This Christmas was cold! The thermometer said it was 0 degrees, and, with the wind, it was minus 20. That’s pretty cold and bites right down to the bone. We have bushes in front of our house and for some reason the whipping, swirling winds created a vortex that left a four-foot drift in front of our house. There’s a tree in the front, so the drift created a perfect wall between the tree and bushes. I looked around at other neighbors’ houses and saw that there was no snow on their drives, and it was easy for them to get out.
I shoveled the day before but to no avail, as the snow came back in spades. It’s as if Mother Nature was saying “Nice job shoveling out, how’s this hit ya?” We were determined to get out for Christmas to be with the ones we love, but the snow was heavy. Of course, being the first snow of the season, the snowblower wasn’t working. It was too high anyway, so we had no choice but to dig.
As I was digging, I metaphorically reflected on the obstacles from the year. Although we’ve come a long way in vaccinating the population, Covid is still very much a part of our lives. We are still feeling the effects of supply and demand deficits due to companies facing having to carry people due to the virus.
When I was in California, I paid over $5.75 for gas and, in some cases, it reached over $6.00. Inflation has created problems for many people, and we are facing a possible recession. Some businesses were closed at Christmas because of the lack of employees.
Every person is digging out of a problem daily. Some are facing financial difficulties and this vortex forces a wall of problems we may not have foreseen – depression, anxiety, uncertainty and the relationship problems that are caused as a result of these feelings. It can all spiral into a drift of antagonism testing our will to overcome. What we have done to build the muscle of determination makes all the difference in the world.

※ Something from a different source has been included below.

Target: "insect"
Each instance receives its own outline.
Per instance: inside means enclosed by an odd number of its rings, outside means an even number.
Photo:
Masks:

I pulled out my Dickens and read “A Christmas Carol” again this year. That story identifies with the challenges of life in potent ways. Scrooge is a man who has been made by his circumstances. His father holds him responsible for his mother’s death because she died giving life to him. This in turn creates a stigma that stays with him until he reaches despondent miserly status and becomes wrapped up in a warped point of view of the world. He is a survivalist who channels all energy into ensuring that he does not suffer from poverty.

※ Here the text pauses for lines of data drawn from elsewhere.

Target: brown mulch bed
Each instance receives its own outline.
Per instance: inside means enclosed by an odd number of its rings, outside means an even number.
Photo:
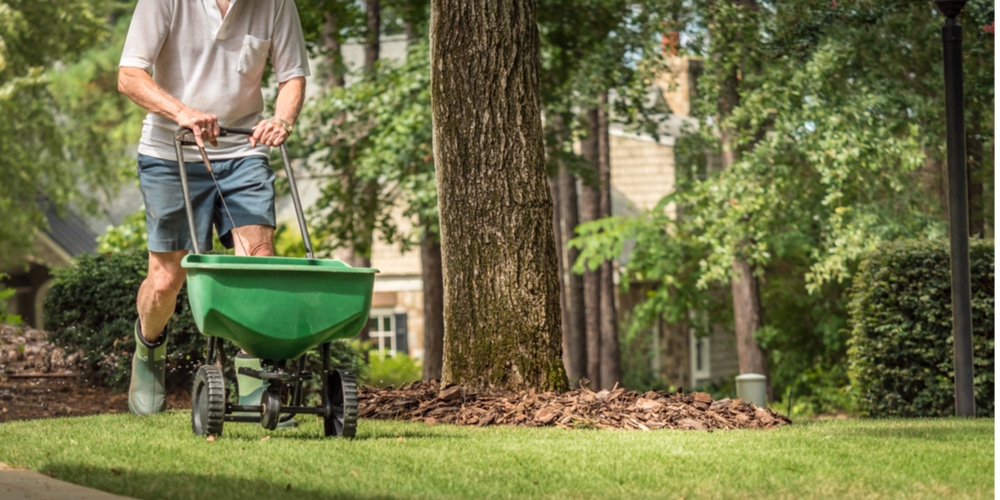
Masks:
[[[124,393],[88,384],[79,375],[81,369],[80,356],[66,355],[48,343],[45,332],[0,325],[0,423],[128,411]],[[428,424],[715,430],[771,429],[791,423],[771,410],[739,399],[713,400],[703,392],[586,387],[566,393],[473,391],[430,381],[396,389],[362,387],[358,396],[362,418]],[[190,409],[187,388],[168,394],[167,408]]]
[[[358,416],[422,421],[430,424],[555,426],[564,429],[772,429],[787,417],[740,399],[713,400],[704,392],[645,392],[616,387],[566,392],[471,391],[436,381],[398,389],[364,387]]]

Scrooge forms bad habits that are completely self-involved. He rationalizes and reasons it’s okay to lie and cheat in the name of survival because society has forced his hand. The end justifies the means and we do what we need to do.

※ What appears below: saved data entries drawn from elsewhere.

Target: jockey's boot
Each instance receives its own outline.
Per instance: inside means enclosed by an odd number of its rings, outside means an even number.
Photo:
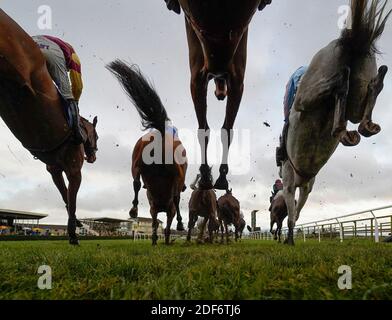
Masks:
[[[76,145],[82,144],[85,142],[84,133],[80,127],[80,117],[79,117],[79,107],[78,103],[73,100],[68,100],[68,107],[72,117],[72,132],[73,132],[73,142]]]
[[[276,148],[276,165],[278,167],[281,167],[283,161],[287,160],[286,139],[288,130],[289,124],[288,122],[285,122],[282,135],[280,136],[280,145],[278,148]]]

Sound familiar? It should. This is all too evident in our willingness to accept lies and deceit from our politicians who’ve acquired capitalist sensibilities. We see commentators supporting autocratic sensibilities and support the Russian effort against Ukrainians. Such thinking has created problems for our country.
“A Christmas Carol” is such a relatable story because we see this in the lives of those we know. As we look at the way our family and friends view the world, there are those of us who have reached Scrooge status and do not even realize it. We hold on tighter to what we own, we are unwilling to give more of ourselves because we don’t have it in us to give. The lie of the mind is created and when we hear a lie enough and tell ourselves enough lies they start to take root and grow in the foundations of our being.
Roy Cohn, Trump’s former lawyer, taught him “If you tell the lie enough times, people will believe them.” He famously said, “I don’t want to know what the law is, I want to know who the judge is.” In other words, play on the weakness of others and you can win at any cost.
A good New Year’s resolution would be to start fresh. Are we truly being honest with ourselves? Are we accepting the lies we’ve been fed because we’re too proud to admit that we may be wrong? Are we calling out the lies? Are we holding our officials accountable for the lies they’ve created or are we holding media outlets accountable? Or are we living in a Scrooge like trance denying truth and compromising our feelings in the name of survival?
We must remain determined to face these drifts that the world creates for us and dig our way out. We have to face them no matter what, so dig deep within and start being true. Cultivating a deep, abiding heart of honesty in the name of love is a good place to start, because if we’re really being honest with ourselves, we do what we do in the name of love and all roads lead to that truth.